We don't predict who wins. We estimate how likely each outcome truly is — and only bet when a bookmaker has mispriced that probability. Here's the approach in plain language.
For every match, the model estimates the true probability of each outcome. When a bookmaker's odds imply a lower probability than ours, that gap is the value (positive expected value). That's the only time we bet.
That's the whole difference from ordinary tipping: it's not about whether a favourite wins, it's about whether the price under- or over-rates them. Across hundreds of these small edges, the long-term advantage compounds.
Two market inefficiencies. First, public-money bias — popular teams and 'over' bets get over-played, which distorts soft bookmakers' prices. Second, information asymmetry — a disciplined data model beats the average odds compiler.
The sharpest market (Pinnacle) is our truth anchor. We hunt the gap between that sharp closing line and the higher odds soft books offer — and bet into it.
Under the hood: gradient-boosted trees for match outcomes, Poisson goal models for totals, Elo ratings for team strength, and a hundred-plus features (form, expected goals, injuries, rest, venue, weather…).

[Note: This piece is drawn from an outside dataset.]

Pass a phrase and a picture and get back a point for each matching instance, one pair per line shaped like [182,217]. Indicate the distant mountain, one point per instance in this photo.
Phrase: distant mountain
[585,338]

Probabilities are calibrated against the sharp market — if the model says 60%, about 60% should land.
We don't publish the exact feature set, the weights, or the individual edges — that's the moat. What we do publish is the approach and the honest record.
Staking is fractional Kelly (25%, max 5% of bankroll per bet) — bankroll ruin is permanent, so that's non-negotiable. The most honest leading indicator is closing line value: consistently beating the closing line is long-term profitability, regardless of short-term luck.
We track every settled bet in the open — wins and losses. Past performance is not a guarantee. We sell a model, not gambling advice.
Every number — win rate, ROI, CLV, Brier and calibration across every sport — is in the open and continuously updated on the track record.